The hard truth is, even our tiny electronics create a big problem in terms of waste. In fact, only an average 25 percent of our favorite gadgets are recycled at all. “The dirty little secret is that when you take [your electronic waste] to a recycler, instead of throwing it in a trashcan, about 80 percent of that material, very quickly, finds itself on a container ship going to a country like China, Nigeria, India, Vietnam, Pakistan — where very dirty things happen to it,” e-waste specialist Jim Puckett, told NPR.

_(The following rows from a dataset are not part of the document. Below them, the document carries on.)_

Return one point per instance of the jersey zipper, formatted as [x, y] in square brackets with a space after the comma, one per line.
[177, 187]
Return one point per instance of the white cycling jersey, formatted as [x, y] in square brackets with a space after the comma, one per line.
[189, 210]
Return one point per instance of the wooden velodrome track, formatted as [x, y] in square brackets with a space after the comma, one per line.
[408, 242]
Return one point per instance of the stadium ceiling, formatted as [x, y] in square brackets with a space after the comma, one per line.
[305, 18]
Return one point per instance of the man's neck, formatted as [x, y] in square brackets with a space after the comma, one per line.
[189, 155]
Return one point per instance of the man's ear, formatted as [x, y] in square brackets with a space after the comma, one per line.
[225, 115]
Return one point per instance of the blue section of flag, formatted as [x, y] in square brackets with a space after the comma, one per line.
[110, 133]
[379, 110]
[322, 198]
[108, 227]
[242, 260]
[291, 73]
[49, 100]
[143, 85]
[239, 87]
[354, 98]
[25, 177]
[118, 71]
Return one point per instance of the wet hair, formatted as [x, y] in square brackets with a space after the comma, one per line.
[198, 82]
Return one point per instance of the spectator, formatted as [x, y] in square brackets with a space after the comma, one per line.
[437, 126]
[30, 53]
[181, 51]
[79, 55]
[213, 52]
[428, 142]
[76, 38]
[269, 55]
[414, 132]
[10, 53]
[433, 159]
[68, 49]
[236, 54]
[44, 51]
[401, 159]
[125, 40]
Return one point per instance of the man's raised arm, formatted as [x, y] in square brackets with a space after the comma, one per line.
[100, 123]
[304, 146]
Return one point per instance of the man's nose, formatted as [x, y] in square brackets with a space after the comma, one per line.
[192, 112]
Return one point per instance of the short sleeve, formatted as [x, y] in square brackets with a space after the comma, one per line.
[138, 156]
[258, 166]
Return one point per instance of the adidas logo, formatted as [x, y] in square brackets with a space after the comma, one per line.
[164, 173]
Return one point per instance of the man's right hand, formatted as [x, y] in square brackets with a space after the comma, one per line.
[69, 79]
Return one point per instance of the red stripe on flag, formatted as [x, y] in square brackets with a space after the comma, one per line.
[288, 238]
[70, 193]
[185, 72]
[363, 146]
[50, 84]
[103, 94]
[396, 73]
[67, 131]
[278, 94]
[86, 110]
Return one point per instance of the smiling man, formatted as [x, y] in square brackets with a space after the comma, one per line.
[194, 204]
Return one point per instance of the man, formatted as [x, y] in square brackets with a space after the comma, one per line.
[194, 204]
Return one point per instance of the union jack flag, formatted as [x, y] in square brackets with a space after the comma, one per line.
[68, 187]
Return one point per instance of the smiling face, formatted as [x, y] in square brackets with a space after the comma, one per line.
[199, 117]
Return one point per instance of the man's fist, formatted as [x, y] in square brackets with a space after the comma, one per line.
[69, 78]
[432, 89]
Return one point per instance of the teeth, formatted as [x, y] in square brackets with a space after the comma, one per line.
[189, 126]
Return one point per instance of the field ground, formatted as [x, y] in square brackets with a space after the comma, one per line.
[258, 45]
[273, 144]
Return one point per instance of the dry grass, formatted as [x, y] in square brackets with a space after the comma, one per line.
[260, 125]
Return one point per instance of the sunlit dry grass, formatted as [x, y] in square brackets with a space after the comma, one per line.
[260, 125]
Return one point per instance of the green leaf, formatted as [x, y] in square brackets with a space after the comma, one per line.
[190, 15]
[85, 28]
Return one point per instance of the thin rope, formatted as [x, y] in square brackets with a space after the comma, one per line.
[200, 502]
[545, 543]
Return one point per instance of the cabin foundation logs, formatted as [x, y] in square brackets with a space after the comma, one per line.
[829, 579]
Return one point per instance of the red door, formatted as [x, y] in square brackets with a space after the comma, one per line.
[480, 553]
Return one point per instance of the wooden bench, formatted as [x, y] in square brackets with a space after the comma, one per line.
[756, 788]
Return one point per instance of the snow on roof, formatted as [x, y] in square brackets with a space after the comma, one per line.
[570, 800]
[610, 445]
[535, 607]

Of course, waste-reduction isn’t the only application of this new tech (cough, cough, Mission Impossible, cough). White and has team have also worked on a silicone-based, water-dissolvable version, which could be used for biomedical implants that have reached their prime, or for environmental monitors, like those dispersed after a chemical spill, that would degrade to eliminate any ecological impact.
“Transistors, diodes, wireless power coils, sensors, photodetectors, solar cells… even simple digital cameras. It’s a new concept, so there are lots of opportunities, many of which we probably have not even identified yet,” adds professor John A. Rogers, who led the research team. “We’re very excited. These findings open up entirely new areas of application, and associated directions for research in electronics.”